Horton pleads with the mayor to make sure every last Who is shouting. ‘Are you sure everyone is doing their part?’ cries Horton. The mayor covers hill and dale looking to make sure that every last Who is shouting and calling, until he finds one tiny Who in a small room, playing with his yo-yo, unconcerned. ‘You have no right to stand around! Your fellow citizens are counting on you! You must shout!’ demanded the mayor as he lifted the boy high in the air to give a shout. The shout burst the cloud surrounding the planet so that all the Whos’ voices could be heard loud and clear by all the animals in the forest, thus saving the Whos from extinction.

Like that small boy with his yo-yo, not all of us are contributing our voices. Some of us remain in our small rooms engaged in our own personal activities. What is it that kept that boy from joining his community to save himself? Was he just complacent? Did he feel his one small voice or action could not really make a difference? Did he not care? Could he not see what was happening? It is worth examining each of our own reasons for not doing more for our world.

But the real question is this: how do you know that you are not that one small voice that will create the tipping point? And how do you know that by your not participating, it is keeping the entire shift from occurring? We could be just one person away from survival. As Malcolm Gladwell, author of The Tipping Point — How Little Things Can Make a Big Difference, writes, ‘Look at the world around you. It may seem like an immovable, implacable place. It is not. With the slightest push — in just the right place — it can be tipped.’ However, fear and apathy keep us from recognising this. Like a startled deer in the headlights, we are at risk of rendering ourselves impotent in the face of our extinction.

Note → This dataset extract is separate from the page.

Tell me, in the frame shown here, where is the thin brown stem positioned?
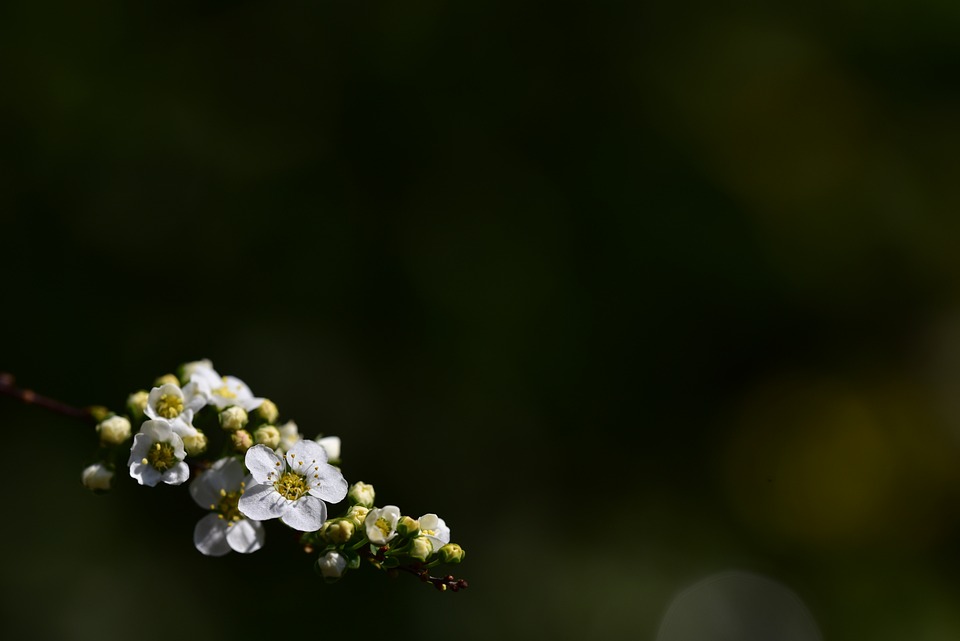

An authentic inner life provides us with the courage of heart it requires to open our eyes, see what is going on, and do something about it. Andrew Cohen recently stated, ‘It really seems that a new spirituality with a higher reach and a deeper embrace is necessary at this time, one that will enable us to discover our true identity, the timeless source of our being, while simultaneously compelling us to face the actuality of the world context that we’re living in. The spiritual path must free the individual in a very specific way, a way that would cultivate enough strength and maturity to bear the incredible emotional and psychological urgency of the life conditions we’re in the midst of. We need a path that will free the awakening human in the face of fear, despair, and self-doubt, a path that will make it possible for him or her to respond with a world-centric passion and God-centered devotion to the evolutionary needs of the life process at this point in time.’

Indeed, I would argue that a spiritual life is the obligation that comes with true activism. I would also argue that activism is the obligation of a spiritual life, and allows us to engage in the world of politics and environment without the pitfalls of bitterness, despair, rage and hopelessness. Such trappings are not possible when one is grounded in the fundamental underpinnings of emptiness. The world might be dying, yes, but who were we before the world was born? Who are we before a thought arises? However, rather than straddle both worlds we often settle in just one — being centred completely in the world of form, or denying the world and settling into a purely introspective life.

The way forward, I believe, is to integrate the two together. This means hanging out in that strange paradox between ‘relaxed okay-ness’ with all that is, and yet actively engaging in change. Oddly enough, this does not result in confused immobility, but instead gives us the capacity for clear ‘considered action’ — action that comes from love and compassion, rather than revenge and fear.

As Buddhist teacher Pema Chödrön said, ‘The classic aspiration is “Sentient beings are numberless. I vow to save them.” That means I aspire to end suffering for all creatures, but at the same time I stay with the immediacy of the situation I’m in. I give up both the hope that something is going to change and the fear that it isn’t. We may long to end suffering but somehow it paralyses us if we’re too goal oriented.’ It’s like the teaching Don Juan gave to Carlos Castaneda, where he says that you do everything with your whole heart, as if nothing else matters, all the while knowing that it actually doesn’t matter at all.

Revised spirituality must also be willing to give up old religious models. The world’s great religions originated from about fifty thousand years ago all the way up to about one thousand years ago. They are ill-equipped to meet today’s challenges. Inherent to their system is the reliance on an outside authority or dogma of some kind. This remains in the guru-disciple relationship in the arenas of the modern day self-realisation movement.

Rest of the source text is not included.